- 31°29′23″N 34°55′42″E﻿ / ﻿31.4897°N 34.9284°E
- Periods: a city during the Early Bronze, Middle Bronze, Late Bronze, and Iron Ages ; smaller settlement during the Persian and Hellenistic periods;
- Cultures: Canaanite ; Israelite (Judahite);
- Location: Southern District, Israel
- Region: Southern Levant

History
- Abandoned: Assyrian destruction, late 8th century BCE

Site notes
- Archaeologists: Avraham Faust (2006-2026 and ongoing)

= Eglon (biblical place) =

Eglon (עֶגְלוֹן) was a Canaanite city-state mentioned in the Hebrew Bible, with no direct reference in other historical non-Biblical sources available from that time (like the Amarna letters). According to the Book of Joshua, Debir, king of Eglon, joined a confederation against Gibeon when that city made peace with Israel. The five kings involved were slain and Eglon was later conquered and its inhabitants condemned to destruction. It was thereafter included in the territory of the Tribe of Judah, although it is not mentioned outside of the Book of Joshua.
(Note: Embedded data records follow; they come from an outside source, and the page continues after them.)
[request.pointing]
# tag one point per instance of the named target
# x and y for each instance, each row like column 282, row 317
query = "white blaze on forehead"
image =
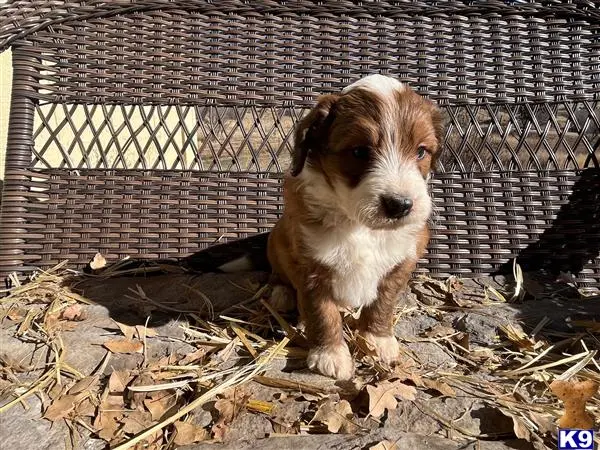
column 380, row 84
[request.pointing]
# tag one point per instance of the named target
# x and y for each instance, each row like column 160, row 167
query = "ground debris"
column 162, row 373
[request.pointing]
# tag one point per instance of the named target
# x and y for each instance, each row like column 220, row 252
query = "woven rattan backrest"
column 520, row 81
column 116, row 93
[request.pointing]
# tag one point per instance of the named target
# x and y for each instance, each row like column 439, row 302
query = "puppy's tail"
column 243, row 255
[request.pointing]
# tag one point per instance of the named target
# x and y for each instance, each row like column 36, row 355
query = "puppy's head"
column 374, row 145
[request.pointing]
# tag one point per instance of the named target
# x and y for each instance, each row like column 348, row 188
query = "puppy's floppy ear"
column 311, row 132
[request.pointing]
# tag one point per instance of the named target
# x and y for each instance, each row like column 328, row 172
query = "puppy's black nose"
column 395, row 207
According to archaeologist Avraham Faust, most scholars identify the location of Eglon with the site of Tel 'Eton.

==Tel 'Eton==

Tel 'Eton (תל עיטון; sometimes spelled Tel Eton), also known as 'Aaton, is an archaeological site 6 miles southeast of Lachish and 23 miles southeast of Ashkelon excavated since 2006 and ongoing as of 2026, by Avraham Faust of Bar Ilan University. It is the probable site of ancient Eglon, but no direct reference of the name have been found. The site of Tel Eton was transformed in the 10th century BCE, and some of the structures built in this site involved ashlar in construction. Prior to these findings, the lack of ashlar construction in this period in the region of Judah was an "oftquoted evidence against the historical plausibility of a kingdom centered in Judah". The archaeologist William G. Dever estimates its population at around 1,200 during the 9th and 8th centuries BCE.

In the late 8th century BCE, the city, including the governor's residence, appears to have been destroyed by the Assyrian army.

Abandoned for almost four centuries, the tell (archaeological mound) was resettled in about the fourth century BCE, when a village and a fortified structure were erected at its top. The new settlement was again abandoned within a century, this time for good.